Today as you know is my 24th birthday and although we’ve never made a huge deal out of birthdays as a family, this year will be a pretty big one for me. Not because of my age or any milestone but because this will be the first one without you.

It’s a pretty difficult concept to get my head around that this year I won’t receive a card, a text message or call from you wishing your “Laura-Lou” a happy birthday. The void that I feel today no one else will ever fill, nor should they, it will serve as the constant reminder that I had someone so great in my life that they can never be replaced. However I don’t want to focus on what’s not here today,  instead I thought i’d share some of your photography with the world (all of  these photos i’ve only recently stumbled across). These photos have inspired me dad, to look at the world and capture it the way you did because you really did have a talent for capturing the beauty in what is around us.

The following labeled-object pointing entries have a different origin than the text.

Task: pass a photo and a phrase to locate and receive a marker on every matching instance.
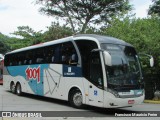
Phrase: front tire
(76, 99)
(18, 90)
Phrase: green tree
(143, 34)
(28, 35)
(81, 13)
(55, 31)
(155, 8)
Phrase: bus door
(95, 87)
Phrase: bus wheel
(18, 89)
(76, 99)
(12, 87)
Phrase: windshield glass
(125, 72)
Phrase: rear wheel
(18, 89)
(76, 99)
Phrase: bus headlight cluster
(115, 93)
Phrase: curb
(152, 101)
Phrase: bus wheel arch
(18, 89)
(75, 97)
(12, 87)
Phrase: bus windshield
(125, 71)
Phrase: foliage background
(143, 34)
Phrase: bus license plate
(131, 101)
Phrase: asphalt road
(42, 106)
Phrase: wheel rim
(77, 99)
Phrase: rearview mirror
(107, 58)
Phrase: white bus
(83, 69)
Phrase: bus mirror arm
(106, 55)
(151, 60)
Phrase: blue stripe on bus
(35, 79)
(71, 71)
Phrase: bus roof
(98, 38)
(105, 39)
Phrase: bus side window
(69, 55)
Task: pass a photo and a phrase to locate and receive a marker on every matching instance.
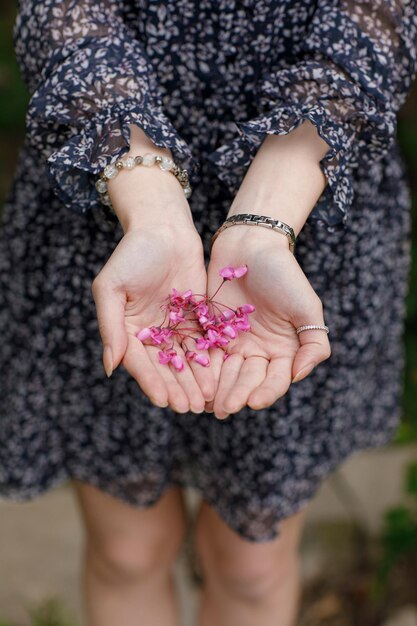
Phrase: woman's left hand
(267, 358)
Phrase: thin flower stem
(218, 289)
(225, 305)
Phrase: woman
(278, 108)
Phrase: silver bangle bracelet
(147, 160)
(258, 220)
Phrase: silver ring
(300, 329)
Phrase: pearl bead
(110, 171)
(101, 186)
(166, 164)
(106, 199)
(129, 163)
(148, 159)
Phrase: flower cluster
(215, 323)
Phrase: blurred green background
(13, 103)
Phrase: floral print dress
(208, 80)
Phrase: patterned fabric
(208, 80)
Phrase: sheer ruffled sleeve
(89, 78)
(351, 75)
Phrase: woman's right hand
(161, 249)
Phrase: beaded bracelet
(257, 220)
(164, 162)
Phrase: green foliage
(398, 539)
(50, 613)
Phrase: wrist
(249, 238)
(146, 196)
(284, 180)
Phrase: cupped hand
(265, 360)
(129, 291)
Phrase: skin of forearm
(284, 180)
(147, 195)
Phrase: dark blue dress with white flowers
(209, 80)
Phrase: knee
(120, 558)
(246, 570)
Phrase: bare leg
(247, 583)
(129, 557)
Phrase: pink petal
(144, 334)
(164, 358)
(202, 360)
(228, 315)
(227, 272)
(202, 343)
(177, 362)
(230, 331)
(240, 271)
(247, 308)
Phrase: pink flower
(202, 343)
(230, 331)
(171, 356)
(166, 357)
(228, 315)
(202, 360)
(242, 323)
(177, 362)
(144, 334)
(245, 308)
(229, 272)
(177, 316)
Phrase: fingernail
(108, 361)
(304, 372)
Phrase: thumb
(110, 308)
(314, 348)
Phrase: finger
(228, 376)
(216, 363)
(138, 363)
(177, 397)
(251, 375)
(110, 308)
(188, 383)
(314, 348)
(275, 385)
(204, 377)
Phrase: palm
(262, 361)
(142, 272)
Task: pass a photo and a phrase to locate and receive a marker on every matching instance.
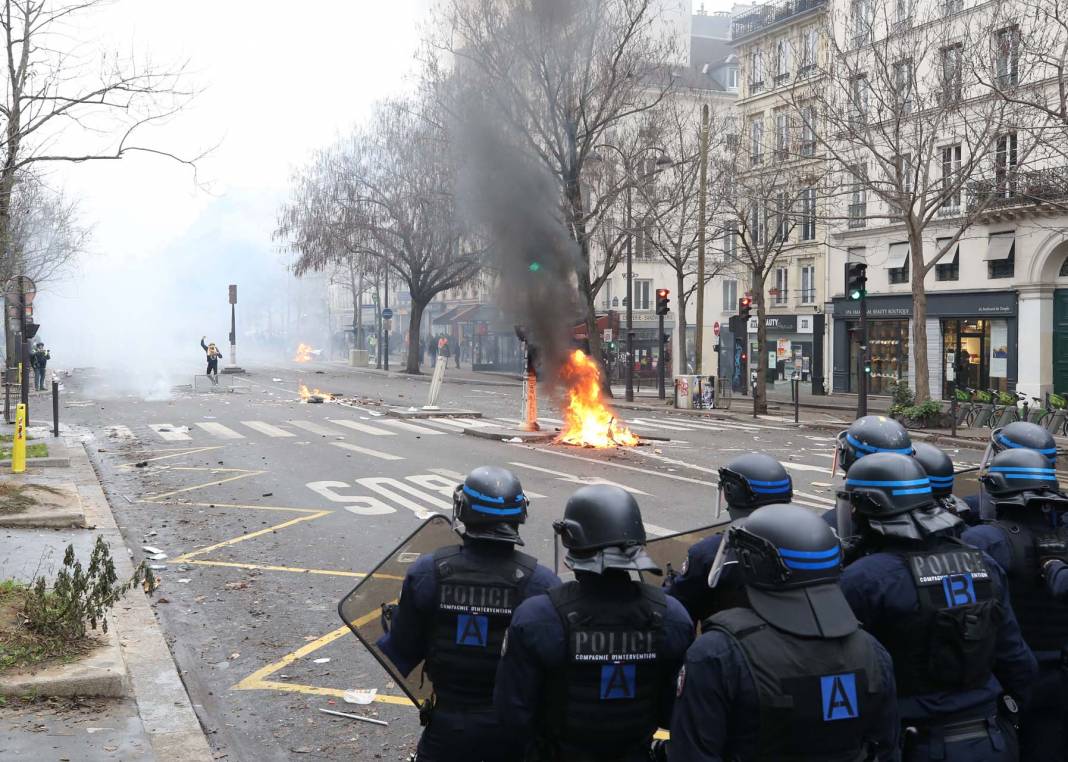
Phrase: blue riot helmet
(753, 480)
(868, 435)
(789, 561)
(891, 495)
(602, 529)
(490, 504)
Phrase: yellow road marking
(152, 498)
(295, 570)
(233, 504)
(242, 538)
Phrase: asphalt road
(269, 510)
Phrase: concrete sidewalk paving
(155, 720)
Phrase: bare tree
(561, 77)
(911, 131)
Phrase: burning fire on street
(303, 353)
(313, 395)
(587, 420)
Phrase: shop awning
(1001, 247)
(898, 255)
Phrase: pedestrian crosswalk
(382, 426)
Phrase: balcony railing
(1022, 188)
(769, 14)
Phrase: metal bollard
(56, 406)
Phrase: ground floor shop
(973, 335)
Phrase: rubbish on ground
(360, 696)
(355, 716)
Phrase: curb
(170, 722)
(103, 672)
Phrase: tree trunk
(760, 391)
(414, 321)
(681, 362)
(923, 388)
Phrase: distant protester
(38, 360)
(213, 359)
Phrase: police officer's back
(942, 610)
(589, 669)
(454, 610)
(1027, 539)
(745, 483)
(791, 677)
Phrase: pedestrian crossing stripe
(362, 428)
(267, 429)
(219, 430)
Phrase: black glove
(387, 619)
(1049, 547)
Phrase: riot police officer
(745, 483)
(790, 675)
(868, 435)
(1027, 539)
(589, 669)
(939, 467)
(942, 610)
(454, 610)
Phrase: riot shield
(361, 609)
(670, 551)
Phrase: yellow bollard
(18, 441)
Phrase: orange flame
(587, 420)
(303, 353)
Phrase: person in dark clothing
(587, 672)
(38, 360)
(213, 359)
(942, 610)
(789, 674)
(443, 619)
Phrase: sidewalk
(153, 718)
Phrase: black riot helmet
(939, 468)
(891, 495)
(753, 480)
(1012, 472)
(1022, 435)
(868, 435)
(490, 504)
(602, 529)
(789, 561)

So Thank you for these photos, maybe had you still of been here I may have never stumbled across them or even still, been blind to the little things around us that I now know are so important.

This year and many years to come I will consider these my gifts from you. Because these photographs give me the opportunity to see the world again through your eyes and they will forever give me some lasting connections to how you viewed this world we no longer share.

I’m so so proud to be your daughter, half of what I am and what I will achieve will always be half you. This year my birthday won’t be about celebrating me, it will be about celebrating you. Thank you for giving me this day and from now on it will be a day I always share with you.

I miss you deeply but heres to us. Happy our day Dad.